3NF (Third Normal Form):
- Definition: A relation is in 3NF if it is in 2NF and there are no transitive functional dependencies of a non-key attribute on the primary key.
- Example: Table (StudentID, StudentName, CourseID, CourseTitle, InstructorName, InstructorDept). If CourseID -> InstructorName and InstructorName -> InstructorDept, then StudentID -> InstructorDept is transitive.
  Step-by-step: Decompose into (StudentID, StudentName, CourseID), (CourseID, CourseTitle, InstructorName), and (InstructorName, InstructorDept).
BCNF (Boyce-Codd Normal Form):
- Definition: A relation is in BCNF if it is in 3NF and for every non-trivial functional dependency A -> B, A is a superkey. (Stricter than 3NF, handles cases with multiple candidate keys where a non-key attribute determines part of a candidate key).
- Example: A table (Student, Subject, Instructor) where (Student, Subject) is PK, Instructor -> Subject, and Subject -> Instructor. This is 3NF but not BCNF if there are multiple instructors for a subject.
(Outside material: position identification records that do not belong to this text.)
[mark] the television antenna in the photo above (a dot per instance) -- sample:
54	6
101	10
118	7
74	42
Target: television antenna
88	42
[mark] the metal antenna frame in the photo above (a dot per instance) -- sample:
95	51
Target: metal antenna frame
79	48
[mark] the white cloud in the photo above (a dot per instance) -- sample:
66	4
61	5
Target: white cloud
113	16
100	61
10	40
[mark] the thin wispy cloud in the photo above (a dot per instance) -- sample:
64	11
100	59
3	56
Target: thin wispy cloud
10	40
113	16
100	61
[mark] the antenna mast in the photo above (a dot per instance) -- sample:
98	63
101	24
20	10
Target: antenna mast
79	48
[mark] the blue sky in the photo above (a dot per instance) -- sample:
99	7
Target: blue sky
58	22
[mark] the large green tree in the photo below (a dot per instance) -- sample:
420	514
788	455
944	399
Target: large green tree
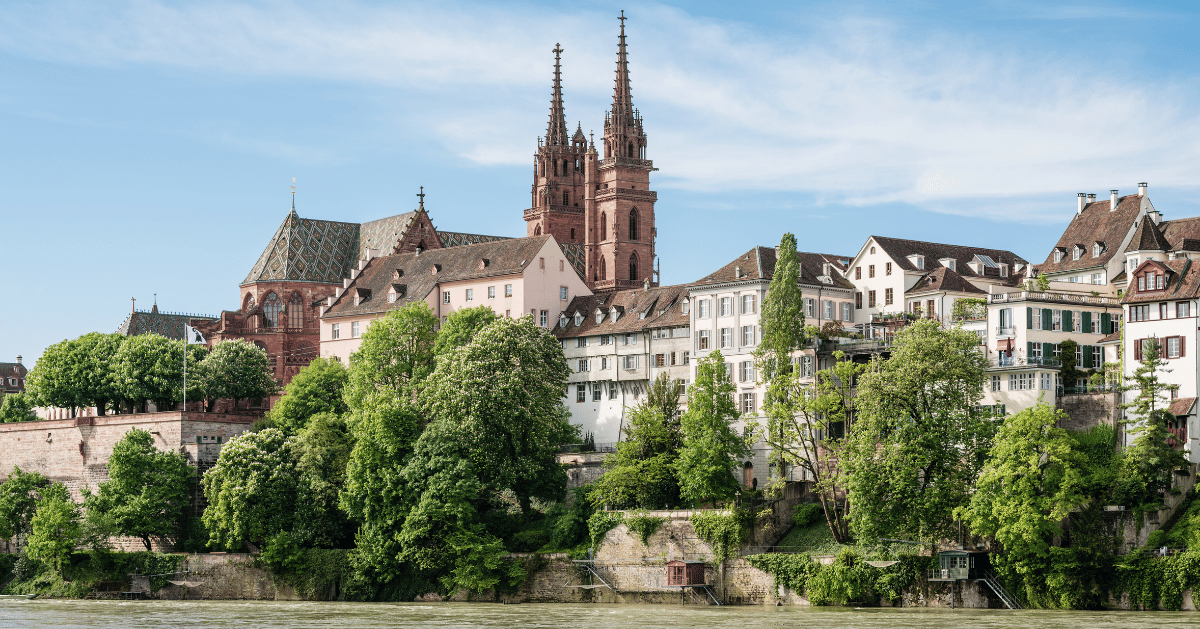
919	441
316	389
148	490
711	443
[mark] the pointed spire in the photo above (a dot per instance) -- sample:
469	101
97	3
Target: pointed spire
622	96
556	133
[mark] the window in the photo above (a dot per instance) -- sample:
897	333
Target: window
748	406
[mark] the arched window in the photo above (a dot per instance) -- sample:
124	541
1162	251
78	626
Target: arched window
295	311
271	307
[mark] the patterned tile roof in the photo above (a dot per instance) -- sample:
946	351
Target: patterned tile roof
169	324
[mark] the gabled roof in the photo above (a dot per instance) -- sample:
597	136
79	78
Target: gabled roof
660	305
1147	238
1096	223
759	263
169	324
453	264
943	279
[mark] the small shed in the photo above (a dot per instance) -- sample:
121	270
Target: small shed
960	564
683	574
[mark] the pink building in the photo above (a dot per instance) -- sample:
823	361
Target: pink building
514	277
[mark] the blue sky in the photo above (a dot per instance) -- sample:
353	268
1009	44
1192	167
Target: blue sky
147	147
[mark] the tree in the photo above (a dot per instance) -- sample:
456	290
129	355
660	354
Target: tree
237	370
919	441
461	327
316	389
711	444
17	407
55	528
18	501
148	491
252	490
503	394
1035	478
809	419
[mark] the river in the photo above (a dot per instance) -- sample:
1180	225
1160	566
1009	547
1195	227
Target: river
270	615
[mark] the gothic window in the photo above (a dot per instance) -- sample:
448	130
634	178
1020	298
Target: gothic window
271	307
295	311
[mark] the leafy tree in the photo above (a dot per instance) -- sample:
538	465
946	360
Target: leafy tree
918	442
1032	481
18	501
55	528
503	393
461	327
237	370
316	389
711	444
252	490
17	407
809	420
148	491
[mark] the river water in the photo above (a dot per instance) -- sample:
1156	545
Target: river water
270	615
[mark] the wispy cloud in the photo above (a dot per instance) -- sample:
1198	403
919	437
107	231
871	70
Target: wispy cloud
851	111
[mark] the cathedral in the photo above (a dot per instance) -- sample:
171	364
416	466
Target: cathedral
600	210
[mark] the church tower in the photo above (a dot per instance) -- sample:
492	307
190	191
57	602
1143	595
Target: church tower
558	204
621	204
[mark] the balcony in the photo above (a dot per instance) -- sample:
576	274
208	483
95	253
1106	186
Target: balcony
1062	298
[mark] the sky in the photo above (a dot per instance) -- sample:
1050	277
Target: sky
147	148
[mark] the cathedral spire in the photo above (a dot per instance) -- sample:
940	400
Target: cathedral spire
556	133
622	96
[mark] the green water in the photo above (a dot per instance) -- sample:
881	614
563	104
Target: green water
205	615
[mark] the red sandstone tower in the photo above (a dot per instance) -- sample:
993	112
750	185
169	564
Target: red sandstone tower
606	204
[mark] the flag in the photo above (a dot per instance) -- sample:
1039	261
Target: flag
192	336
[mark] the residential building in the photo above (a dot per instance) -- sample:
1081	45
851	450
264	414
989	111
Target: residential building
616	345
514	277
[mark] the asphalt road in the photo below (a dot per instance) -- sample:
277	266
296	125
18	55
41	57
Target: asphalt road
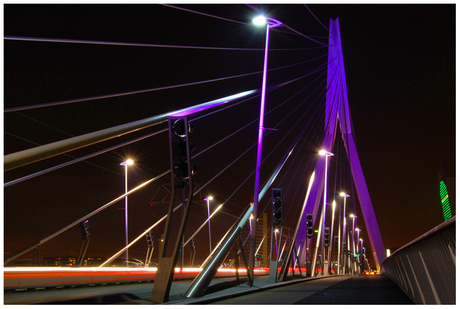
332	290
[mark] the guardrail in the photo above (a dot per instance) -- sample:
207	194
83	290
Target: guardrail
425	268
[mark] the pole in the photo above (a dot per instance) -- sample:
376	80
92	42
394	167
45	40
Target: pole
252	250
353	244
126	213
344	227
329	259
209	227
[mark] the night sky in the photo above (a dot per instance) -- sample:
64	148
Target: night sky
400	71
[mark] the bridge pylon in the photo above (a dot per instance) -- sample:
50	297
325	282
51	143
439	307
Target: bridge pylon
338	113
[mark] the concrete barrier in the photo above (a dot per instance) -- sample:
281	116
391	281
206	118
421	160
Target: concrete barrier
425	268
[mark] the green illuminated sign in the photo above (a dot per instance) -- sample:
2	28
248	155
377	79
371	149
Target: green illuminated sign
445	201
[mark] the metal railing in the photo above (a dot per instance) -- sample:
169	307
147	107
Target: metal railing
425	268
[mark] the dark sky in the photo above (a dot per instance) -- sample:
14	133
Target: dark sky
400	70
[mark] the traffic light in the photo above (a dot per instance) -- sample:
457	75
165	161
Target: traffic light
277	206
179	153
149	239
309	225
84	229
326	236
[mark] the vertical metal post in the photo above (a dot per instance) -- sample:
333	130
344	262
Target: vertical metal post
126	214
166	263
331	237
258	161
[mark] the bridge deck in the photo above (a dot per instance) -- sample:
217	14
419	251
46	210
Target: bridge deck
327	290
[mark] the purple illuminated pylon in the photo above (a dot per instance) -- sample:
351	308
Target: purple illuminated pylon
270	23
337	112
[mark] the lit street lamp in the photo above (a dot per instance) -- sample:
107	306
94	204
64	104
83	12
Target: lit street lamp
344	195
209	198
125	164
353	241
271	23
325	154
332	237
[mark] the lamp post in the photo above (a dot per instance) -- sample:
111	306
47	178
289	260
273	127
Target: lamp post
209	198
361	255
332	237
326	154
353	241
270	23
344	223
125	164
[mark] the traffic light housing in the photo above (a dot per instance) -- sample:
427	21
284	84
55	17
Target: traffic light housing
309	225
179	152
84	229
149	239
277	206
326	236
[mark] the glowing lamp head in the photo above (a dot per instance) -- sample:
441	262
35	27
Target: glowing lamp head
127	162
259	20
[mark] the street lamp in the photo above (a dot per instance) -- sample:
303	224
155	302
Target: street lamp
125	164
332	237
326	154
270	23
353	240
209	198
276	244
344	223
Integrity Constraints and Domain Constraints

Integrity Constraints: Rules that ensure the quality and consistency of data in a database.
- Entity Integrity: Primary key cannot be NULL.
- Referential Integrity: Foreign key values must either match a primary key value in the referenced relation or be NULL.
Domain Constraints: Specify that the value of an attribute must come from a predefined set of values (its domain). (e.g., Age must be > 0, Gender must be 'M' or 'F').

Relations (Joined, Derived)

Joined Relations: The result of combining two or more relations based on a common attribute (e.g., using SQL JOIN).
Derived Relations: Relations that are not explicitly stored in the database but can be computed or derived from other stored relations (e.g., a VIEW in SQL).

Queries under DDL and DML

SQL (Structured Query Language): A standard language for managing and manipulating relational databases.

DDL (Data Definition Language): Used to define and manage database structure.
- CREATE TABLE Students (ID INT PRIMARY KEY, Name VARCHAR(50));
- ALTER TABLE Students ADD COLUMN Age INT;
- DROP TABLE Students;
DML (Data Manipulation Language): Used to manage data within the database.
- SELECT Name, Age FROM Students WHERE Age > 20;
- INSERT INTO Students (ID, Name, Age) VALUES (1, 'Alice', 25);
- UPDATE Students SET Age = 26 WHERE ID = 1;
- DELETE FROM Students WHERE Age < 20;

Views, Assertions and Triggering

Views: A virtual table based on the result-set of an SQL query. It does not store data itself but provides a way to present data from one or more tables in a customized way.
Assertions: General constraints that involve multiple tables or attributes, specified using CREATE ASSERTION. They are checked whenever any data involved in the assertion is modified.
Triggers: Stored procedures that automatically execute (fire) in response to certain events (INSERT, UPDATE, DELETE) on a particular table or view.

Relational Algebra

A procedural query language that takes instances of relations as input and yields instances of relations as output.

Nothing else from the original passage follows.